The all-genes approach correlates overall cluster expression against each reference sample, regardless of differential expression status. This is conceptually similar to SingleR and scMCA.

```r theme={null}
# Spearman correlation on average expression
CIPR(
  input_dat = avgexp,
  comp_method = "all_genes_spearman",
  reference = "hsrnaseq",
  plot_ind = TRUE,
  plot_top = FALSE,
  global_results_obj = TRUE,
  global_plot_obj = TRUE
)
```

## Subsetting the Reference

When using logFC comparison methods, excluding irrelevant reference cell types sharpens discrimination between closely related subtypes:

```r theme={null}
CIPR(
  input_dat = allmarkers,
  comp_method = "logfc_dot_product",
  reference = "hsrnaseq",
  plot_ind = TRUE,
  plot_top = FALSE,
  global_results_obj = TRUE,
  global_plot_obj = TRUE,
  select_ref_subsets = c("CD4+ T cell", "CD8+ T cell", "Monocyte", "NK cell")
)
```

## Filtering Lowly Variable Genes

Genes with low expression variance across the reference have weak discriminatory power.
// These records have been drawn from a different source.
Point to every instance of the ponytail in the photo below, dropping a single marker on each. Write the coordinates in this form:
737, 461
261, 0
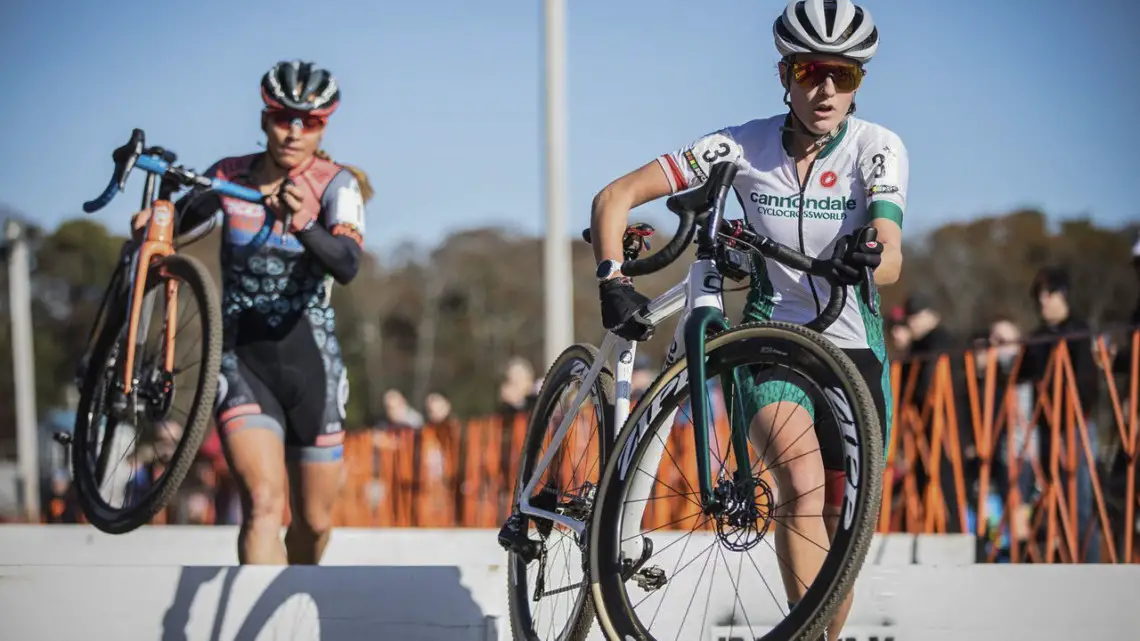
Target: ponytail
366, 191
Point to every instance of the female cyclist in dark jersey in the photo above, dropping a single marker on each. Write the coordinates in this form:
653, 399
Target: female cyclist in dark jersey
283, 387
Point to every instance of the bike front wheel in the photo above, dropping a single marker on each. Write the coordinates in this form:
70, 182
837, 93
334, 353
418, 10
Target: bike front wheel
131, 452
649, 590
547, 591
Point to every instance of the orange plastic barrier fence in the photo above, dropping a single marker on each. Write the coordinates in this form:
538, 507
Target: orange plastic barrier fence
1022, 508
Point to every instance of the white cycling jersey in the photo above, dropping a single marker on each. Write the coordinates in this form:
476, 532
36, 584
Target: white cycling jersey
858, 176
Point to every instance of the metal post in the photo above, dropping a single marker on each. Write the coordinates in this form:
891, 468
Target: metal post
19, 302
558, 284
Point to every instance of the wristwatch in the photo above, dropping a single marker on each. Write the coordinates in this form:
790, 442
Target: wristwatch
607, 269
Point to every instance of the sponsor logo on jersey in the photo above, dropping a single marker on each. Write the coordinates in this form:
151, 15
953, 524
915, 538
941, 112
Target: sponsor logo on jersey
789, 207
697, 168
Use `keep_top_var` to restrict analysis to the top N% most variable reference genes:

```r theme={null}
CIPR(
  input_dat = avgexp,
  comp_method = "all_genes_spearman",
  reference = "hsrnaseq",
  plot_ind = TRUE,
  plot_top = FALSE,
  global_results_obj = TRUE,
  global_plot_obj = TRUE,
  keep_top_var = 10  # use top 10% most variable reference genes
)
```

This reduces identity scores for low-scoring reference cells and improves z-score discrimination without substantially affecting top-scoring matches.